Dors ton sommeil de brute

ME

✒ Michel Edo

(Librairie Lucioles, Vienne)

Les hommes sont fous. Quand quelque chose ne va pas, on se tape dessus au lieu de se mettre autour d'une table et discuter de ce qui cloche. On cherche le coupable idéal, on le pend haut et court et on fait comme si rien ne s'était passé.

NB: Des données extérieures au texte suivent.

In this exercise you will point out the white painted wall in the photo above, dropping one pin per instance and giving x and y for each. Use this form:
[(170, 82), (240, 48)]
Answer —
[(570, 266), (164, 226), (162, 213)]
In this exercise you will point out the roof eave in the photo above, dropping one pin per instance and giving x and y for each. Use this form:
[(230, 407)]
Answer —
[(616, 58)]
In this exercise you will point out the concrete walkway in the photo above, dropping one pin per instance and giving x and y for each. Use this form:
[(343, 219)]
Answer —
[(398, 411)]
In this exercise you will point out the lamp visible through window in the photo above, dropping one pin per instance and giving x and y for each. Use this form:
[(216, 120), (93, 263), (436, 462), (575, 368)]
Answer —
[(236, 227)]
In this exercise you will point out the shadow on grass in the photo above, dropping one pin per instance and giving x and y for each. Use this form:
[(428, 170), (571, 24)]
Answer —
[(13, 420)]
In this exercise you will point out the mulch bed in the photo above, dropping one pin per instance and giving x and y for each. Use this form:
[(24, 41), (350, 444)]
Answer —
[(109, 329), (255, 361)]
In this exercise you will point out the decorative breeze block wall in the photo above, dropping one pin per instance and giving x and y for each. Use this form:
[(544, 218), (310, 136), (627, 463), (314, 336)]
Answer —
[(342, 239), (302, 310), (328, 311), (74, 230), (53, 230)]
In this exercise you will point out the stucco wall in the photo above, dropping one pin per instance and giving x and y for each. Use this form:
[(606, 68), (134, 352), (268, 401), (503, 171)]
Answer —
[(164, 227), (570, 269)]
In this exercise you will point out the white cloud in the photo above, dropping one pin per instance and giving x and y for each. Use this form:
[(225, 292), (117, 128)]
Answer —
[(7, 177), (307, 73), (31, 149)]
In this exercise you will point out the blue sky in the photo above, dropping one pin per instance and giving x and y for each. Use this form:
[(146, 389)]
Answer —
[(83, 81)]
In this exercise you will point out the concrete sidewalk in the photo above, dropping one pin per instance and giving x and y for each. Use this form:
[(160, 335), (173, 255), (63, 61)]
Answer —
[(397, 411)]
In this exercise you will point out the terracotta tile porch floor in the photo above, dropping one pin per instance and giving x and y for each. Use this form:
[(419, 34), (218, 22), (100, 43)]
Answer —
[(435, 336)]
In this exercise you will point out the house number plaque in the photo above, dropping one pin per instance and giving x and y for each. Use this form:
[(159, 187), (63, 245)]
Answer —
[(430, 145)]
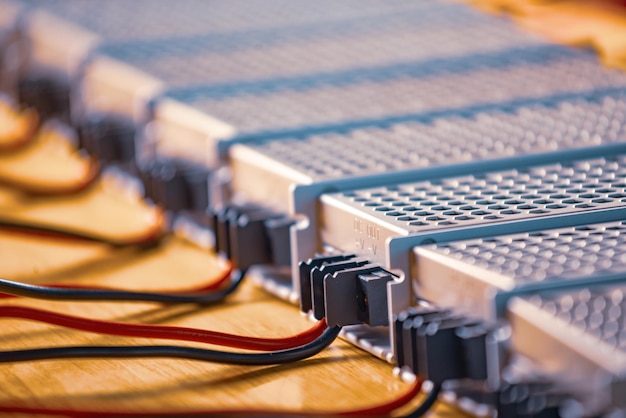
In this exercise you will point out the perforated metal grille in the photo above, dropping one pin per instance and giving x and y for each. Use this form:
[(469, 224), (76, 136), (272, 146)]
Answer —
[(494, 80), (597, 312), (397, 38), (534, 129), (496, 196), (559, 254), (122, 20)]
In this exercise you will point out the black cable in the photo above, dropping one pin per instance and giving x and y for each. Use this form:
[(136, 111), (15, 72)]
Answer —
[(428, 402), (57, 293), (179, 352)]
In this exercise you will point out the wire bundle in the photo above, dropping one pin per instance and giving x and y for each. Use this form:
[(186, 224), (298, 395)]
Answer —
[(269, 351)]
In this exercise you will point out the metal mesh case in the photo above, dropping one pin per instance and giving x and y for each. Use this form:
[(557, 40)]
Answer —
[(423, 88), (492, 270), (290, 175), (384, 223), (335, 73), (579, 334)]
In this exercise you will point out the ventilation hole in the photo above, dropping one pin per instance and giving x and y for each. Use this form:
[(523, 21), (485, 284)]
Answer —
[(509, 212), (481, 213), (602, 200)]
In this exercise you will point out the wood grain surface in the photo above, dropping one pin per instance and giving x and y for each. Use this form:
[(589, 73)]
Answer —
[(341, 378)]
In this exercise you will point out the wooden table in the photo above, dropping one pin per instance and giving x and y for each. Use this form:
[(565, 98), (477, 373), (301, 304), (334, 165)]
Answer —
[(342, 377)]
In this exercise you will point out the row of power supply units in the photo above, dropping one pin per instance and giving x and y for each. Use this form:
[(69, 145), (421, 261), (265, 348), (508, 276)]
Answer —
[(449, 188)]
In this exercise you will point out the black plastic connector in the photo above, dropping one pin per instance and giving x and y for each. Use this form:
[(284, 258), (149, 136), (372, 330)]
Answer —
[(439, 345), (305, 268), (406, 324), (349, 295), (249, 235), (528, 401), (176, 184), (318, 275), (345, 290)]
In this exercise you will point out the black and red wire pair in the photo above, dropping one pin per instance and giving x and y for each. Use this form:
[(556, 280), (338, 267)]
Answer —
[(268, 351)]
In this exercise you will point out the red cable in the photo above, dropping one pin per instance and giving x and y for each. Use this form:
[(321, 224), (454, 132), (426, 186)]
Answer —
[(379, 410), (225, 276), (164, 331)]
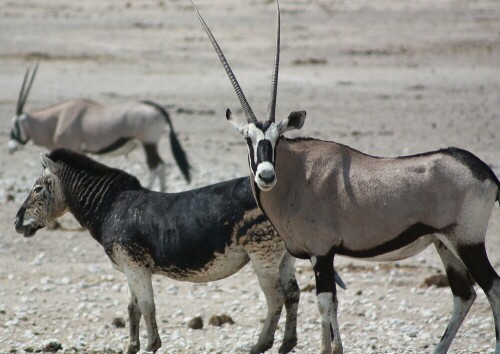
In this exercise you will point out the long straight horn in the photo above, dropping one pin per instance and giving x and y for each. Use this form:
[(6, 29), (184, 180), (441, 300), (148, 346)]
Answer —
[(19, 106), (239, 92), (271, 110), (25, 98)]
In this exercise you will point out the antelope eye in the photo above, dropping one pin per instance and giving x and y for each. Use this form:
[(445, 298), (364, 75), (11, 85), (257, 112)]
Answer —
[(37, 189)]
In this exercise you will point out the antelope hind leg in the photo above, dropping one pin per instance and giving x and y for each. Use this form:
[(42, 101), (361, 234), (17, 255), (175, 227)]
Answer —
[(463, 294)]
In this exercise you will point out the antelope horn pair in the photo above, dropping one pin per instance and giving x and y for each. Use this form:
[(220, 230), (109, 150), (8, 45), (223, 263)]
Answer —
[(271, 111), (23, 94)]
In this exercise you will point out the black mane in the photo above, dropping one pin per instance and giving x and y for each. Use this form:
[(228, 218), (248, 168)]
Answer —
[(81, 162)]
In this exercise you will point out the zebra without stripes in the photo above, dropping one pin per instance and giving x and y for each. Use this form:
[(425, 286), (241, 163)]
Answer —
[(90, 127), (200, 235), (326, 199)]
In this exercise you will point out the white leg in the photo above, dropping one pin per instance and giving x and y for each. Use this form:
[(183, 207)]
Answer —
[(326, 294), (268, 274), (139, 280), (292, 297), (134, 316), (463, 294)]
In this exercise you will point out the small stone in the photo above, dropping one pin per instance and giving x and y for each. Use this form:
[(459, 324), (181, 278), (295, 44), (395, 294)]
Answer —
[(308, 288), (218, 321), (438, 280), (195, 323), (51, 346), (118, 322)]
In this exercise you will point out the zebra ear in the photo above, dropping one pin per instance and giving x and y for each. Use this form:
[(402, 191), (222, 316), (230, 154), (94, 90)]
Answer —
[(48, 163)]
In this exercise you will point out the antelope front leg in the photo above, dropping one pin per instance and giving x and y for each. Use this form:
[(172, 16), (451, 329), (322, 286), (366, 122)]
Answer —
[(326, 295), (292, 297), (139, 281), (275, 298)]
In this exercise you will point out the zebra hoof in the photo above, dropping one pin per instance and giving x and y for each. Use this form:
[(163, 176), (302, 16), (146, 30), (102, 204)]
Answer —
[(288, 346)]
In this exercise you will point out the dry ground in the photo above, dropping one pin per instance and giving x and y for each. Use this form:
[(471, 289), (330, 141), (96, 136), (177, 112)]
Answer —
[(387, 77)]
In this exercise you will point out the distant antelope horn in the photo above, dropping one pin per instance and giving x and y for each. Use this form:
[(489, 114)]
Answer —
[(271, 110), (239, 92), (19, 106), (32, 78)]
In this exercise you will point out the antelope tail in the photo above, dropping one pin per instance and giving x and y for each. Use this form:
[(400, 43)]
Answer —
[(177, 150)]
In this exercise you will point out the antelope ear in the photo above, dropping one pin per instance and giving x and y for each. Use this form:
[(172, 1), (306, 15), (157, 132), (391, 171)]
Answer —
[(48, 163), (294, 121), (241, 128)]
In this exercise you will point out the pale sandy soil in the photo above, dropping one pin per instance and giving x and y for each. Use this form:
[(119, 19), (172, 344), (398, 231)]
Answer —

Chaque nuit, désormais, l'humanité vit dans la terreur du cauchemar. Tous les enfants se mettent à hurler dans leur sommeil selon un rythme qui suit l'avancée de la rotation de la planète. Puis viennent les premières catastrophes. À intervalles irréguliers, comme envoyés par un dieu courroucé, des événements cataclysmiques s'abattent sur la Terre. Pendant ce temps-là, Eva, une neurologue qui travaille depuis des années sur les implications du rêve chez les enfants, a fui Paris et un mari violent, Pierre. Elle a tout quitté avec sa fille Lucie pour vivre dans un mas de Camargue, loin du monde, loin de toute information. Cette femme qui ne voulait pas d'enfants pour se consacrer à sa carrière a tout mis de côté, guidée par son seul instinct maternel. Elle ne fait confiance ni aux institutions, ni aux hommes, ni même à ses amis. Elle a décidé de s'occuper de sa fille, de réparer ce qu'en elle son père était en train de briser par ses colères et sa perversité. Chaque jour désormais apporte son lot de joies à voir s'épanouir cette enfant dans ce coin de nature sauvage, loin des contraintes de la société. Serge, une sorte de géant bonasse et un peu inquiétant, veille sur elles deux, conscient que leur éden est une illusion et que, bientôt, il devra les mettre au courant que partout ailleurs le monde court à sa perte à une vitesse que nul n'avait imaginé. Carole Martinez reprend le genre cher à son cœur d'un fantastique qui vient s'insérer dans la trame du réel pour le souligner et l'embellir. Son récit se prend au jeu d'un onirisme salvateur où, dans une sorte de croisade inconsciente, tous les enfants du monde se sacrifient pour qu'enfin les adultes prennent conscience de la catastrophe inéluctable. Mais il n'est pire aveugle que celui qui ne veut pas voir, dit-on.